Error: PathMissingError: The path ‘remoteTrack/wine-quality.csv’ does not exist in the target repository neither as a DVC output nor as a Git-tracked file.

What should be the path for remote external data?

Support for external outputs in dvc.api.* is highly experimental, and it seems like it doesn’t work for your use case. If this is a single use case, I’d advise just expanding remote://s3remote/wine-quality.csv to s3://bucket/wine-quality.csv and use boto etc to read it.

1 Like

okay.
I will try with “S3://bucket” instead of remote,
But does that solve the issue?
The problem am facing is when reading the URL using dvc api for different versions of data.
The data is being stored correctly and .dvc files are generated.
I can manually enter s3 URL and read file from that location (or download using boto3 if I know the URL).

Example URLs for different versions of data from cache,
s3://datasource-bucket/cache/559/27fce671701990608798ea11403459
s3://datasource-bucket/cache/5d/6f24258e3c50bb01a61194b5401f5d

By the way, what is your use case that requires using external outputs? It might be just simpler to use regular outputs and push/pull. It is an advanced feature with some parts are still in an experimental mode.

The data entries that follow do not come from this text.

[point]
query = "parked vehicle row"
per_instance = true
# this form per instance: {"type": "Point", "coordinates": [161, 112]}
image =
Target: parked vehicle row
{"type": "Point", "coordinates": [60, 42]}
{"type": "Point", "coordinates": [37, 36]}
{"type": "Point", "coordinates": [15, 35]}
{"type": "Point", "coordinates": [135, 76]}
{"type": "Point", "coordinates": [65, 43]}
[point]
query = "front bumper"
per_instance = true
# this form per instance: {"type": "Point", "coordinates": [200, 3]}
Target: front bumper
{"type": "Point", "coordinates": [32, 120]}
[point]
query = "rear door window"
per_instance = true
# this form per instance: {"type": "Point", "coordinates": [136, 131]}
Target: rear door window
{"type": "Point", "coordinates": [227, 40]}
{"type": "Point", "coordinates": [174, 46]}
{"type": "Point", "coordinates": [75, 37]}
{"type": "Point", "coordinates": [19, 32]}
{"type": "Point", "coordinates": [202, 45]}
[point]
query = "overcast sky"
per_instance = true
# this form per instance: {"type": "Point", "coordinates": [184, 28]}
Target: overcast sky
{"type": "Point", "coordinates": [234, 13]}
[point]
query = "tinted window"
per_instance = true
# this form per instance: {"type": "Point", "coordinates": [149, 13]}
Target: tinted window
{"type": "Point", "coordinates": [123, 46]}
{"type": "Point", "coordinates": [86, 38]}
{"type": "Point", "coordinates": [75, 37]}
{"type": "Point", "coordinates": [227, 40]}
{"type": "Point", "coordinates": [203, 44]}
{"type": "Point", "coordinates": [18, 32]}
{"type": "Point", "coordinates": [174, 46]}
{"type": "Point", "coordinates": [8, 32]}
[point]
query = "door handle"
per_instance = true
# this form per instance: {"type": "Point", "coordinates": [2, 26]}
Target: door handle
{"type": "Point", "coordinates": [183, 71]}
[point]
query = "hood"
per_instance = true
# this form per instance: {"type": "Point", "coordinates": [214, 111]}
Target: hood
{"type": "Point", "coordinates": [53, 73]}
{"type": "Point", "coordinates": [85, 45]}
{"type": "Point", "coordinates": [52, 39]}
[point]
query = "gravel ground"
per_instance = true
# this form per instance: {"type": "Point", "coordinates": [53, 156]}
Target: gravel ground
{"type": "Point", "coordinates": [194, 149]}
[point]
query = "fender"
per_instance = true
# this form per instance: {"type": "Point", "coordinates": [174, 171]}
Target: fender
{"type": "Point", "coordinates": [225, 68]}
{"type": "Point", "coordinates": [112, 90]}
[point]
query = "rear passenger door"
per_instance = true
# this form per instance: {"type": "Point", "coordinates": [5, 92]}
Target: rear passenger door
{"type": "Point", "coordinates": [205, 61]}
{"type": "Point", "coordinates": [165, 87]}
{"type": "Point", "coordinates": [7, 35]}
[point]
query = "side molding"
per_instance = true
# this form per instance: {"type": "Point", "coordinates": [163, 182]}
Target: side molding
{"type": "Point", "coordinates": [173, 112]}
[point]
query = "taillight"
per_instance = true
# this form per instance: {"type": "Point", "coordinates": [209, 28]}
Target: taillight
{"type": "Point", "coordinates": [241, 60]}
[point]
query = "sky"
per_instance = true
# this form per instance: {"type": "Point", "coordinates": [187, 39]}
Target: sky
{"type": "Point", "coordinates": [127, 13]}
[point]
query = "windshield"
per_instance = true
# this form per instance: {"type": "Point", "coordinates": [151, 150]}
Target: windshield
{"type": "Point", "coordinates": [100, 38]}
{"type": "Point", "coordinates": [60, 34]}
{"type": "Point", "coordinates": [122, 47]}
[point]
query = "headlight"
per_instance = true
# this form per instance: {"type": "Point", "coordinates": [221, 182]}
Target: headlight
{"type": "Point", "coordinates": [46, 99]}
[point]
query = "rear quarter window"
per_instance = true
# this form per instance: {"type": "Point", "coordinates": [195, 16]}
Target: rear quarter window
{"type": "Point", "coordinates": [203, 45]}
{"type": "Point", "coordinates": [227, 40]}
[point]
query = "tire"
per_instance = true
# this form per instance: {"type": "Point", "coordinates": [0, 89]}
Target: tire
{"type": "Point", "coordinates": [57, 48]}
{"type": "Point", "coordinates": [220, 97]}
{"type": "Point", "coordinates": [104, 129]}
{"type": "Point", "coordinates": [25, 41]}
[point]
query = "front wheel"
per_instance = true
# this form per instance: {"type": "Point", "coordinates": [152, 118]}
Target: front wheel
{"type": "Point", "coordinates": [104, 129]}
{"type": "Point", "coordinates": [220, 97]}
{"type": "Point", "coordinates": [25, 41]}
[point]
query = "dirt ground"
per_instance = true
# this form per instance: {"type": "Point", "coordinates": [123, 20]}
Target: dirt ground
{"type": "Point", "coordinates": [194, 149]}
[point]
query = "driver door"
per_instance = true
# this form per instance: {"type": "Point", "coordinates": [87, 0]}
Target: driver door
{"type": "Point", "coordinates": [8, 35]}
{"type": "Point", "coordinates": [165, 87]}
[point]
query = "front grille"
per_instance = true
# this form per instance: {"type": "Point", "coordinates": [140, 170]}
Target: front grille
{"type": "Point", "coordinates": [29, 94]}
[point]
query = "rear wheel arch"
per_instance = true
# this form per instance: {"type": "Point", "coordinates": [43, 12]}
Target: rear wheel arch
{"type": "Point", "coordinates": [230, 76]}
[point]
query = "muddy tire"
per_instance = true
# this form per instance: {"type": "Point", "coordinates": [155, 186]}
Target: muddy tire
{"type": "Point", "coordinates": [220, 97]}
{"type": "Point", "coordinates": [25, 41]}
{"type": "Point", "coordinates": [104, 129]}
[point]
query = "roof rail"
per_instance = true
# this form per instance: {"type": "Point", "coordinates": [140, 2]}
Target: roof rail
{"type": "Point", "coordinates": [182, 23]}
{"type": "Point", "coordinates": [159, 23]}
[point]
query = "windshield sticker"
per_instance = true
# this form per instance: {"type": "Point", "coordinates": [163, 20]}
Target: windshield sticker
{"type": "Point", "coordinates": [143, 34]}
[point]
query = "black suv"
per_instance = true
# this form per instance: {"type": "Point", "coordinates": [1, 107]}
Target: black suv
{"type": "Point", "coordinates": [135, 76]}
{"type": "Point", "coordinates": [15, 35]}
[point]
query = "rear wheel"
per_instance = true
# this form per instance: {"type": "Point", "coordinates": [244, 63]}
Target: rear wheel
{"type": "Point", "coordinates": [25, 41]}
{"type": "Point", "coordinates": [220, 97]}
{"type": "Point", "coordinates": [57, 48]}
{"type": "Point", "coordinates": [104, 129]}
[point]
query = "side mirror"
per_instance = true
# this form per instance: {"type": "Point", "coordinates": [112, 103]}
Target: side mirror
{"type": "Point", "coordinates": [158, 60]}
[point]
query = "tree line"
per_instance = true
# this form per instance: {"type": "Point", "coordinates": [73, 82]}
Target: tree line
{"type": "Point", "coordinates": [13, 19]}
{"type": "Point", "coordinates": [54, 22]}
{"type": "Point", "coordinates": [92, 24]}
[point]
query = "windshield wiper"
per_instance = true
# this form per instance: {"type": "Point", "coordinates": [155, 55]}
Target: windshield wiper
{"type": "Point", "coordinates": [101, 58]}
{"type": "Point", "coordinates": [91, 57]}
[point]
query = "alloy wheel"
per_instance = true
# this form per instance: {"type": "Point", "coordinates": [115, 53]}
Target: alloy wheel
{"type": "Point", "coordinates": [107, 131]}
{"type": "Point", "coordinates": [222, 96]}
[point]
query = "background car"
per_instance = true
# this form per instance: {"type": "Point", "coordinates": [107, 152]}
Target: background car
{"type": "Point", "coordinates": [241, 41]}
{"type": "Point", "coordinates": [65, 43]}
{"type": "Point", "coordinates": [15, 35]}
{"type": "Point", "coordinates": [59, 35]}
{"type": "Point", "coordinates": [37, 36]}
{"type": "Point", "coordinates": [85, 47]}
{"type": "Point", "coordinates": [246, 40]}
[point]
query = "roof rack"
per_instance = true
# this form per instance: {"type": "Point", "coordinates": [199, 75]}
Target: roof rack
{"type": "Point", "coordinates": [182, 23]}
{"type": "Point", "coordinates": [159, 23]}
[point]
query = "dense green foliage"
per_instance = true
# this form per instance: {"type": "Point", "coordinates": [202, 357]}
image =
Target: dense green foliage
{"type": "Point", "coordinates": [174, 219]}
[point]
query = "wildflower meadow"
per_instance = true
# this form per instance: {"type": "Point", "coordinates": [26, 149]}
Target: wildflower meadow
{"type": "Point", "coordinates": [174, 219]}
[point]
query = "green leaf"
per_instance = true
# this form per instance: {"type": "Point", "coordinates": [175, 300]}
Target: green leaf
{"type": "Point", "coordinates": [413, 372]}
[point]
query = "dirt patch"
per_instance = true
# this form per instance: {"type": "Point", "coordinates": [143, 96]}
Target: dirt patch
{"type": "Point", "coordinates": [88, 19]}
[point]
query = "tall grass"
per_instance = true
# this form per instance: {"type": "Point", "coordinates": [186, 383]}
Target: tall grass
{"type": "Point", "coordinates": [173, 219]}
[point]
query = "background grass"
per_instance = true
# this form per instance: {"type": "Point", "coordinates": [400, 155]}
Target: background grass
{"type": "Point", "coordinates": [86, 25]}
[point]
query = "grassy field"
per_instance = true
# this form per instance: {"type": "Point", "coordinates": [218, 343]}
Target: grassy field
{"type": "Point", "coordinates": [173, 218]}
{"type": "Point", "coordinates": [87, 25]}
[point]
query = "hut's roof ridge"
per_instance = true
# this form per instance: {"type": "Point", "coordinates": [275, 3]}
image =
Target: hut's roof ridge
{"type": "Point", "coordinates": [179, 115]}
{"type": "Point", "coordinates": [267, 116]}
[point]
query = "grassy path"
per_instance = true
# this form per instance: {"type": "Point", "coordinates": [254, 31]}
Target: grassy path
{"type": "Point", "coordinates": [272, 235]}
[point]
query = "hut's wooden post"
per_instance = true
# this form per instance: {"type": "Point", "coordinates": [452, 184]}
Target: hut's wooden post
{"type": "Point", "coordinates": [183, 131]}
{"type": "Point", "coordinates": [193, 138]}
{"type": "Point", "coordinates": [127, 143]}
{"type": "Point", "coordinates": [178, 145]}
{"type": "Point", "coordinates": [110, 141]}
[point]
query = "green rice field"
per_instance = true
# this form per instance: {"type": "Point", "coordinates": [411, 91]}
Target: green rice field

The use case am exploring is trying to track data in remote location without storing/downloading it locally(I will not push or pull data locally).
There can be other systems, which can change data in remote, which again I want to track from git dvc but without downloading it.
And am trying to load different versions of remote data in jupyter notebook using dvc api.(the notebook is in cloud).
Except --external option, other options/features download the data locally right either in cache or in local system?

Actually, you can use --to-remote, which should sync your data from the remote source to the remote storage and then you can use dvc.api.read() etc. See add

1 Like